1.5 g cefuroxime sodium is compatible with azlocillin 1 g (in 15 ml) or 5 g (in 50 ml) for up to 24 hours at 4°C or 6 hours below 25°C.
Cefuroxime sodium (5 mg/ml) in 5% w/v or 10% w/v xylitol injection may be stored for up to 24 hours at 25°C.
Cefuroxime sodium is compatible with aqueous solutions containing up to 1% lignocaine hydrochloride.
Cefuroxime sodium is compatible with the following infusion fluids. It will retain potency for up to 24 hours at room temperature in: 0.9% w/v Sodium Chloride Injection BP, 5% Dextrose Injection BP, 0.18% w/v Sodium Chloride plus 4% Dextrose Injection BP, 5% Dextrose and 0.9% w/v Sodium Chloride Injection BP, 5% Dextrose and 0.45% Sodium Chloride Injection, 5% Dextrose and 0.225% Sodium Chloride Injection, 10% Dextrose Injection, 10% Invert Sugar in Water for Injection, Ringer's Injection USP, Lactated Ringer's Injection USP, M/6 Sodium Lactate Injection, Compound Sodium Lactate Injection BP (Hartmann's Solution).

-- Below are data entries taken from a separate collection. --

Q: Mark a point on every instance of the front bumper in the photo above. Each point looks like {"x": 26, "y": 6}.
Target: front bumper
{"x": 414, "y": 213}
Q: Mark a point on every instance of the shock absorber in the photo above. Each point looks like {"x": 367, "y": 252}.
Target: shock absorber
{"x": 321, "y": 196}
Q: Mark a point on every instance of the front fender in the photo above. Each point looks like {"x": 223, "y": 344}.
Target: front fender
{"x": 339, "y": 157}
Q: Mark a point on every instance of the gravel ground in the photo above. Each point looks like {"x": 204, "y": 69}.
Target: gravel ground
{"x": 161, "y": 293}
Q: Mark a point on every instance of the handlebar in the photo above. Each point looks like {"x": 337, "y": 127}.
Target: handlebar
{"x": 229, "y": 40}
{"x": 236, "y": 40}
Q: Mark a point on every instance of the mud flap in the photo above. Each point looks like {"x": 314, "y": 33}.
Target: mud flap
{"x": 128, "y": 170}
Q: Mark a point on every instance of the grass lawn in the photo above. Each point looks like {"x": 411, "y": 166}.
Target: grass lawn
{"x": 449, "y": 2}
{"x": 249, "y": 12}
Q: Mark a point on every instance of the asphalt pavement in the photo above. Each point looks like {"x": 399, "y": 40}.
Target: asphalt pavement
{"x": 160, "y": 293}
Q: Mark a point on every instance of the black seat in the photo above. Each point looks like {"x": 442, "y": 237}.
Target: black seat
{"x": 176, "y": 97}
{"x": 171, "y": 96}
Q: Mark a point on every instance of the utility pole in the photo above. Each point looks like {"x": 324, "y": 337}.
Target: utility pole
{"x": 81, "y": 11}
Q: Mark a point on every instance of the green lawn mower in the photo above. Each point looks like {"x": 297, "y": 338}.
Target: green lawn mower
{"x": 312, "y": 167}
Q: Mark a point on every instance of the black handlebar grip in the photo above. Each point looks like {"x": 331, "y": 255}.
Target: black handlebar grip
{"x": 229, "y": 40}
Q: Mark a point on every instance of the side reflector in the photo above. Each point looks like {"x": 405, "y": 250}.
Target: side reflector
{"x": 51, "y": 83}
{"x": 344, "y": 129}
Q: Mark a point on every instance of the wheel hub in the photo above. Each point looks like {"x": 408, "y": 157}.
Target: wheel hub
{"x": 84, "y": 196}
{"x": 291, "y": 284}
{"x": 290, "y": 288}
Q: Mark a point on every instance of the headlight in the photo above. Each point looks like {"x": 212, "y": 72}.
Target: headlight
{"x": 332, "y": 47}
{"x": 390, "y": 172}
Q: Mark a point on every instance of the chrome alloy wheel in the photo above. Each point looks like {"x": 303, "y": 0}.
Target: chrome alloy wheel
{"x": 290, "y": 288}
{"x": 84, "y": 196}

The stability of cefuroxime sodium in 0.9% w/v Sodium Chloride Injection BP and in 5% Dextrose Injection is not affected by the presence of hydrocortisone sodium phosphate.

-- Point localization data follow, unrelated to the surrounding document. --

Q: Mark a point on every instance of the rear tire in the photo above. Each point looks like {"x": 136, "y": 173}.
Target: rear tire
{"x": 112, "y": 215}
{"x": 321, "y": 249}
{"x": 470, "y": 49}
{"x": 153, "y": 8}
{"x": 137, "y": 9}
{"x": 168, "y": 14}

Cefuroxime sodium has also been found compatible for 24 hours at room temperature when admixed in IV infusion with: Heparin (10 and 50 units/ml) in 0.9% w/v Sodium Chloride Injection BP; Potassium Chloride (10 and 40 mEqL) in 0.9% w/v Sodium Chloride Injection BP.
Any unused medicinal product or waste material should be disposed of in accordance with local requirements.

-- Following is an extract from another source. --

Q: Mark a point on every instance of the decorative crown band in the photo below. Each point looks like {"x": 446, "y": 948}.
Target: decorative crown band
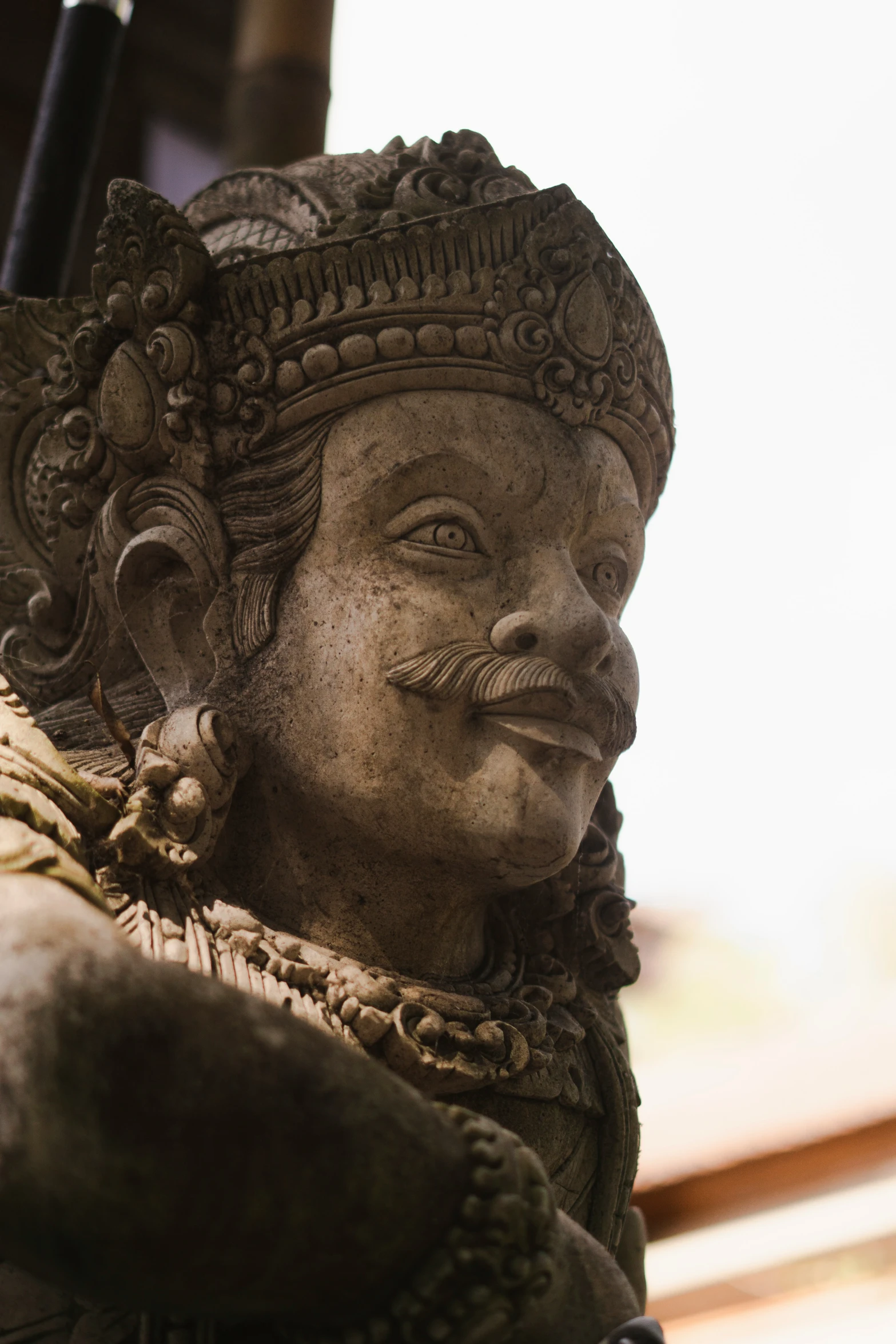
{"x": 182, "y": 371}
{"x": 528, "y": 299}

Incompatibilities: Cefuroxime is compatible with most commonly used intravenous fluids and electrolyte solutions.
The pH of 2.74% w/v sodium bicarbonate injection BP considerably affects the colour of the solutions and therefore this solution is not recommended for the dilution of ZINACEF. However, if required, for patients receiving sodium bicarbonate injection by infusion the ZINACEF may be introduced into the tube of the giving set.
ZINACEF should not be mixed in the syringe with aminoglycoside antibiotics.
Storage
After constitution, Zinacef should be stored at 2 - 8 °C for no longer than 24 hours.
MIMS Class
ATC Classification
J01DC02 - cefuroxime ; Belongs to the class of second-generation cephalosporins. Used in the systemic treatment of infections.
Presentation/Packing
IV/IM inj (vial) 250 mg. 750 mg. 1.5 g.